Today my best friend (since ’94) turns 25. Talk about going through so much together. It’s been crazy how life threw us together during our first year at Colton Elementary School. We were sat next to each other in class by the teacher and have been friends ever since. Even as we’ve been far apart we have gone through just about everything together. But that’s what friendship is about. You’re there through everything.

It’s crazy to think that she’s in NY and I’m in AZ. I remember being kids and going to the Old Spaghetti factory together with her family for her birthday. But we’ve grown up and now we lead our own lives thousands of miles apart… still best friends. As we grow, we mature and as we mature, we become secure. We understand that distance is just a bunch of numbers and does not mean anything for our friendship (especially a friendship that has lasted almost 20 years).  It’s crazy that we’re old enough to have children, to move anywhere, and to do anything. Well… that’s not not entirely true. We have responsibilities that we have to uphold. I suppose it gives us a sense of purpose and direction, though many of us feel lost anyway.

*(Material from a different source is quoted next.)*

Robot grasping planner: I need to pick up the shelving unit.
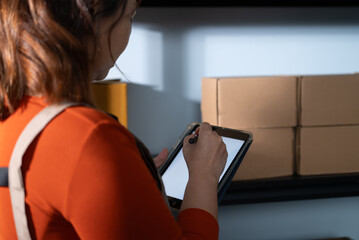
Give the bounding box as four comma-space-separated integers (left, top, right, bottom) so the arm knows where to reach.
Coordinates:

We want to do great things but feel like we don’t have the opportunity to do them… especially with the economy in shambles. I don’t know how our generation got to be such dreamers. We’re generation Y-not? Everyone in gen Y believes that we can do anything, be our own bosses, sail around the world, and live out our dreams. And most of us have become disappointed. We can’t afford to live out our dreams. But we’ve also learned that we can afford to be happy… because no matter where we are, or what our finances look like, or where we are going… we still have each other. Life isn’t about the things we do… it’s about the people who are taking the journey with us.

The People

I was listening to some old flute music of mine today. And to be honest I couldn’t believe it was me. I wonder if I would still be able to play… play with the emotion and feeling that I once had. I used to pick up a flute and feel so much energy. I wasn’t a pro or anything like that but I could almost feel the music flowing through my veins. Some days I think of all of the stuff that used to represent me and I miss it. The hardest part is dusting off the old books or flutes or whatever it was and trying again. It’s difficult because it is painful. it’s painful because these things remind me of special times in my life, times filled with people I adored and doted on. Many of the people are no longer around while others are out there somewhere but it is unlikely that I will ever see them again. Each thing represents a special person who has imprinted on my heart in a different way. The happy stuff that I remember can no longer be held onto. I realize that I must move forward and find new happy stuff and new memories but for some reason that doesn’t make me miss the old ones any less. These people helped build and create me. People like Vic and Ileen and Pat and Charleen and Burt and the list goes on and on and on. These beloved people who believed that I could be something great and encouraged me to dream. They made my life feel so extravagant and I didn’t even notice until it was to late. Today there are many people who continue to impact my life with love and encouragement. I am so thankful for them. I think that’s one of the reasons the holidays are so bittersweet. The people who are still around I am able to see but the people who aren’t I miss. Holidays are difficult because they always remind me of what I took for granted. I look around and think of the people whom once were so influential in my life and how I would give just about anything to thank them, to have dinner with them, to pick their brains, but mostly just be near them. Year after year and lost opportunity after lost opportunity I finally begin to understand why life is so precious. It’s not the things or the money or the gifts or even the occasions… it’s the people.